• Pilot of Fly-By-Wire Helicopter Overruled by Computer. Six Dead

    From Larry Dighera@21:1/5 to All on Tue Jun 23 11:02:38 2020
    I was wondering when this might happen.

    Given the fact that Airbus airliners employ fly-by-wire control
    systems, when will we see a similar scenario killing hundreds of
    airline passengers?

    Oh, wait. This is very similar to what happened to two Boeing 737 MAX

    Perhaps Musk and Hawking are right about AI. :-) https://www.independent.co.uk/life-style/gadgets-and-tech/news/elon-musk-artificial-intelligence-openai-neuralink-ai-warning-a8074821.html
    He's previously said that AI is “a fundamental risk” to the existence
    of human civilization.

    =========================================================== https://www.avweb.com/aviation-news/fly-by-wire-helicopter-military-pilot-had-conflict-before-fatal-crash/?MailingID=375

    Fly-By-Wire Helicopter, Military Pilot Had ‘Conflict’ Before Fatal
    Russ Niles June 21, 20209

    Canadian military authorities say the pilot of a Sikorsky CH-148
    Cyclone anti-submarine helicopter was apparently overruled by the
    aircraft’s fly-by-wire flight director and autopilot just before the
    aircraft crashed in the ocean off Greece on April 30. Preliminary
    assessment of the flight data recorder information recovered from the
    wreck of the helicopter, a military version of the S-92, showed the
    pilot had a “conflict” with the aircraft’s computer and the computer
    won. He and five other crew members were killed. Lt.-Gen. Alain
    Pelletier, commander of 1 Canadian Air Division, said the aircraft’s
    flight director ended up “in competition with the inputs that the
    pilot was trying to actually induce in order to set the recovery. That
    element of conflict resulted because of the flight-control inputs.”

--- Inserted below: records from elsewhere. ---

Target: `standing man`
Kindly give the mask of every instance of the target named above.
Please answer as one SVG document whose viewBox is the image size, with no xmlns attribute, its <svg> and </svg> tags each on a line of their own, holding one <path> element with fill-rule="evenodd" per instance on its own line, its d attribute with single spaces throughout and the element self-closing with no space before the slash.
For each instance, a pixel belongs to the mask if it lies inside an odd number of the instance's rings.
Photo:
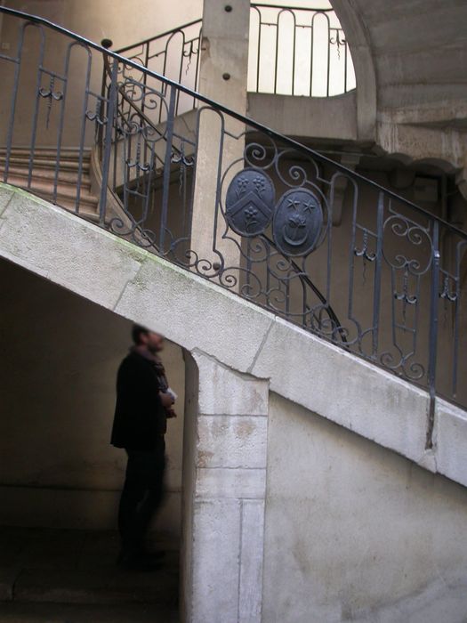
<svg viewBox="0 0 467 623">
<path fill-rule="evenodd" d="M 119 562 L 129 569 L 150 570 L 156 554 L 145 549 L 150 520 L 163 497 L 167 417 L 175 417 L 170 390 L 157 355 L 164 338 L 134 325 L 133 346 L 118 368 L 112 445 L 128 456 L 118 511 L 122 539 Z"/>
</svg>

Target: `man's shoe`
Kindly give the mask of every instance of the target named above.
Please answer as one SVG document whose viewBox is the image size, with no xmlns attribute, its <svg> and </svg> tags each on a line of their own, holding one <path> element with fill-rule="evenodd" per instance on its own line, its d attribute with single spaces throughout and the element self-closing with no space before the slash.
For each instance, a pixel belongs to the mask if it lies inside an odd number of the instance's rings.
<svg viewBox="0 0 467 623">
<path fill-rule="evenodd" d="M 160 569 L 160 557 L 155 557 L 145 553 L 125 554 L 120 554 L 117 563 L 131 571 L 155 571 Z"/>
</svg>

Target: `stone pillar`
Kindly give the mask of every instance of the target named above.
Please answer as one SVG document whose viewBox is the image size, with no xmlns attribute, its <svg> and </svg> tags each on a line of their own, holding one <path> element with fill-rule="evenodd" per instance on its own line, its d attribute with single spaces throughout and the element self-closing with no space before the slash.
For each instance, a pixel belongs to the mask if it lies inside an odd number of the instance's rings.
<svg viewBox="0 0 467 623">
<path fill-rule="evenodd" d="M 204 2 L 199 92 L 242 115 L 246 114 L 247 104 L 249 22 L 249 0 Z M 219 263 L 220 257 L 213 250 L 215 233 L 215 247 L 223 255 L 224 265 L 238 266 L 238 246 L 235 242 L 222 239 L 225 222 L 216 205 L 216 190 L 218 182 L 232 163 L 239 161 L 229 170 L 221 197 L 225 197 L 229 180 L 243 168 L 245 141 L 243 137 L 236 140 L 224 133 L 221 150 L 222 118 L 201 103 L 199 108 L 191 248 L 199 259 Z M 245 125 L 229 116 L 223 117 L 223 123 L 224 130 L 234 136 L 245 132 Z M 218 223 L 214 231 L 216 209 Z M 236 238 L 233 232 L 229 232 L 229 235 Z M 206 266 L 205 270 L 206 274 L 213 273 Z"/>
<path fill-rule="evenodd" d="M 269 384 L 203 353 L 187 379 L 183 620 L 260 623 Z"/>
</svg>

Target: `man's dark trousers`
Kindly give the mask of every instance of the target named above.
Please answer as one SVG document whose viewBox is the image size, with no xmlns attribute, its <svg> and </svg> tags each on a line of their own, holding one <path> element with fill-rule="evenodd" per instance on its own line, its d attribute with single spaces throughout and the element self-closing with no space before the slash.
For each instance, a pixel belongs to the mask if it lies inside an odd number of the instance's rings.
<svg viewBox="0 0 467 623">
<path fill-rule="evenodd" d="M 157 439 L 153 450 L 126 449 L 128 463 L 120 507 L 118 529 L 124 556 L 144 550 L 149 522 L 163 498 L 165 442 Z"/>
</svg>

    Pelletier said the series of inputs from the pilot created a scenario
    that had not been tested during development of the sophisticated
    control system but did not elaborate on what, exactly, the computer
    disagreed with. Those intricacies will be dealt with in a thorough investigation of the accident but in the meantime, Canada’s Cyclones
    have been cleared to resume flying. Pilots have been trained in the
    “very narrow band” of flight conditions they need to be aware of to
    avoid a repeat of the circumstances that caused the fatal crash. The
    flight manuals have also been amended. The ship-borne helicopter was
    returning to HMCS Fredericton after a NATO exercise when the crash
    occurred. The wreckage was recovered by an underwater drone from water
    more than 10,000 feet deep in the Ionian Sea and the remains of all
    the crew members have been identified. ================================================


    May 1, 2020 | News

    CH-148 Cyclone crashes in the Mediterranean Sea
    By Fred Vergneres

    A Royal Canadian Air Force (RCAF) CH-148 Cyclone helicopter engaged in
    a NATO mission and carrying six members of the Canadian Armed Forces
    crashed in the Ionian Sea off the coast of Greece on Wednesday, April
    29. One victim, Ensign (Navy) First Class Abbigail Cowbrough, a Marine
    Systems Engineering Officer from Toronto, Ontario, was found dead and
    five members are missing.

    {Photos of six dead]

    From top left to right: Ensign (Navy) 1st Class Abbigail Cowbrough,
    Marine Systems Engineering Officer; Ensign (Navy) 1st Class Matthew
    Pyke, Naval Warfare Officer; Master Corporal Matthew Cousins, Airborne Electronic Sensor Operator; Captain Maxime Miron-Morin, Air Combat
    Systems Officer; Captain Kevin Hagen, Pilot; Captain Brenden Ian
    MacDonald, Pilot.

    According to military authorities, “the aircraft, recently acquired by
    the Canadian Army, was returning to the frigate Fredericton after a
    collective training mission with Turkish and Italian vessels when
    contact was lost at 6:52 p.m. local time.”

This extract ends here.